Purpose: To determine long-term outcome in patients 50 years of age or younger treated with iliac artery stent placement.
Materials and methods: The records of 412 patients who underwent iliac artery stent placement during a 62-month study period were reviewed retrospectively. Forty-two patients younger than age 50 (mean age = 45 y) at the time of stent placement were included in the study population. Presenting symptoms included claudication (47%), rest pain (17%), ulceration/tissue loss (31%), and blue toe syndrome (5%). Anatomic, hemodynamic, and clinical success rates of the stent placement procedure were assessed. Stent patency rates were calculated by life-table methods.

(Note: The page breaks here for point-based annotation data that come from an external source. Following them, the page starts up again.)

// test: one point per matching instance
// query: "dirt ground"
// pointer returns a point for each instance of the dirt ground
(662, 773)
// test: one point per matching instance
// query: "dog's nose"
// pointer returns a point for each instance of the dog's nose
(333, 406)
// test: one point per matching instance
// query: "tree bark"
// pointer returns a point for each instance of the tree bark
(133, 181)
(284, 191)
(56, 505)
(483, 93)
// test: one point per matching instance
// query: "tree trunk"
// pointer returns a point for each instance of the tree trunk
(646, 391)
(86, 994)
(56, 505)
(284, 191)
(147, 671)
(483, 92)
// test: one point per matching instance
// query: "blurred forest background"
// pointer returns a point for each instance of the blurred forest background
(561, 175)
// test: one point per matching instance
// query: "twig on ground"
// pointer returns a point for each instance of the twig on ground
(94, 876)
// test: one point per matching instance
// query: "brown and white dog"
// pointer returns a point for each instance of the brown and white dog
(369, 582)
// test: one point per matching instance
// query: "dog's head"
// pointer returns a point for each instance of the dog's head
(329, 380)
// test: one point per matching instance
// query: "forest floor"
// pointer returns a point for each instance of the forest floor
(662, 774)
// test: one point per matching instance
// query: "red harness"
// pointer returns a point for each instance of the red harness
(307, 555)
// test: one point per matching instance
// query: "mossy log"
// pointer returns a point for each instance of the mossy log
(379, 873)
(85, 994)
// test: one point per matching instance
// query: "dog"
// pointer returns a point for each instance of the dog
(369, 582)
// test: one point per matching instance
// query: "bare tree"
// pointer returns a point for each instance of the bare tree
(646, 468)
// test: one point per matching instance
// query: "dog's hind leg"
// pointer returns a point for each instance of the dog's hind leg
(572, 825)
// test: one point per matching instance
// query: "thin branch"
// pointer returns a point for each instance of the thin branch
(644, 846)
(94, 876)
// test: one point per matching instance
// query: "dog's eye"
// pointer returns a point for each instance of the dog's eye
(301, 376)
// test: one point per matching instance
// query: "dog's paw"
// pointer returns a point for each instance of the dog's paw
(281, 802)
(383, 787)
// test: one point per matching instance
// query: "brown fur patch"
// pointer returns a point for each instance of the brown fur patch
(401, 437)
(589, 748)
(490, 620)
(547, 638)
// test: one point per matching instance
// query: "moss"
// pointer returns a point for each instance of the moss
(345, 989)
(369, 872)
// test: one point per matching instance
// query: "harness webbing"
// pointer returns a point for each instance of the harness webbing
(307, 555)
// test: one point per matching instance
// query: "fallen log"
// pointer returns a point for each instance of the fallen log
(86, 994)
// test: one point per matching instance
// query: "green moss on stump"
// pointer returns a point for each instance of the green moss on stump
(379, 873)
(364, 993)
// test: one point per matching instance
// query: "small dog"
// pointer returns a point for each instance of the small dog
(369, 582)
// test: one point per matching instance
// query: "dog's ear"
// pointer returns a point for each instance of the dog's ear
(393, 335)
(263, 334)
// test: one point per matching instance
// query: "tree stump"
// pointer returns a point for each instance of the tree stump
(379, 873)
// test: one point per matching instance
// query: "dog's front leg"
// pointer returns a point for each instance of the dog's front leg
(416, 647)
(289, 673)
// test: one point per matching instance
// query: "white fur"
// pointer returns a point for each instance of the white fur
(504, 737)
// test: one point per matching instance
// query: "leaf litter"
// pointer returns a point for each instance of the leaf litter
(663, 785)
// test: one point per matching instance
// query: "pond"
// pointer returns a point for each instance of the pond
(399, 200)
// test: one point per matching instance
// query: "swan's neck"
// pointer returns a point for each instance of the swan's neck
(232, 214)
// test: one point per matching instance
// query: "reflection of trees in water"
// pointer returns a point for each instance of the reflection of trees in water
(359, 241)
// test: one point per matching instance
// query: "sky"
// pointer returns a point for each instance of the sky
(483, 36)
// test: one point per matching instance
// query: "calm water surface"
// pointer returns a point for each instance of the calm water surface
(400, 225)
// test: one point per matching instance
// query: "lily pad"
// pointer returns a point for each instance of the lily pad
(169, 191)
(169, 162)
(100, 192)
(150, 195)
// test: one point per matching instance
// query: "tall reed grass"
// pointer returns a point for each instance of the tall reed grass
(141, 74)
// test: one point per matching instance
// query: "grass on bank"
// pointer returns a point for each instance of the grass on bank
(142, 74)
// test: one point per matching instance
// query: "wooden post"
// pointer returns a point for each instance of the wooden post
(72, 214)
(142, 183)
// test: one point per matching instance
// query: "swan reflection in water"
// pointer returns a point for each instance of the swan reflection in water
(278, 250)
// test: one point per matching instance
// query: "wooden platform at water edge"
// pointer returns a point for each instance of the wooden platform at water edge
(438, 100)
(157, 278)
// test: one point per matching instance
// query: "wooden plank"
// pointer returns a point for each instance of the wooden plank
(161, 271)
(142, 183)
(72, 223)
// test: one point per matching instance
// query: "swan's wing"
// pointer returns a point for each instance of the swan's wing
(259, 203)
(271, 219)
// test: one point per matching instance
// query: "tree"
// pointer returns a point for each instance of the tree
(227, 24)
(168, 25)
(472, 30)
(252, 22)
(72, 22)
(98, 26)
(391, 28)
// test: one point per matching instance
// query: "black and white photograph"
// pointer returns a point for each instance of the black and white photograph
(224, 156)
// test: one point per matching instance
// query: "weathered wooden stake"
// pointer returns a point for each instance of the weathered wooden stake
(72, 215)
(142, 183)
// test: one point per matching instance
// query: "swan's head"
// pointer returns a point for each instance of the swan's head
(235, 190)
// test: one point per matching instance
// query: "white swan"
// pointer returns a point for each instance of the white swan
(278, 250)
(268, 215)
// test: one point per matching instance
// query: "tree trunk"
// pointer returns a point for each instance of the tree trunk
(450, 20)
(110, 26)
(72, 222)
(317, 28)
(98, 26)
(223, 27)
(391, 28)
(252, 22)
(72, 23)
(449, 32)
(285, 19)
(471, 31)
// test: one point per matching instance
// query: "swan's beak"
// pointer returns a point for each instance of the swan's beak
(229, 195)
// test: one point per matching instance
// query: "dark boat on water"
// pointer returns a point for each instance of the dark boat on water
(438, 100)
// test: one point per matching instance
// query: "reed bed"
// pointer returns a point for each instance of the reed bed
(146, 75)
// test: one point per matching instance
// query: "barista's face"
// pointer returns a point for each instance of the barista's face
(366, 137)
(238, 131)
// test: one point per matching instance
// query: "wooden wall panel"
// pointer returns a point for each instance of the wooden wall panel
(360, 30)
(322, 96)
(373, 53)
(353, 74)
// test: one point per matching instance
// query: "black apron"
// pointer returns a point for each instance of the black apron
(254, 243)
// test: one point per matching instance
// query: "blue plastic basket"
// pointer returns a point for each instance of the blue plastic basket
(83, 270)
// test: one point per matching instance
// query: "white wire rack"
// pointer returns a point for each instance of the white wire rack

Results: Fifty-nine iliac lesions were treated with stents; 62% of patients underwent treatment of a single lesion whereas 38% had multiple lesions treated. Thirty-one percent were treated after a failed angioplasty procedure and 69% were treated with stent placement primarily. After stent placement, 34 patients (82%) experienced symptomatic relief, although eight of these patients (19%) underwent a planned ipsilateral infrainguinal bypass procedure during the same hospitalization. During follow-up, five patients (12%) required a bypass procedure as a result of stent failure and two patients (5%) required below-knee amputation. Seven patients (17%) required endovascular stent revision, with none requiring additional surgery. At 1, 2, and 3 years, the primary patency rates were 86%, 72%, and 65%, and the secondary patency rates were 90%, 88%, and 88%, respectively.
Conclusions: Iliac stent placement successfully addresses the presenting symptoms of young patients with peripheral vascular disease and results in patency rates that are similar to those reported in a more general population. With appropriate postprocedural surveillance, restenosis can be addressed in many patients with use of endovascular techniques, limiting the need for surgical revision.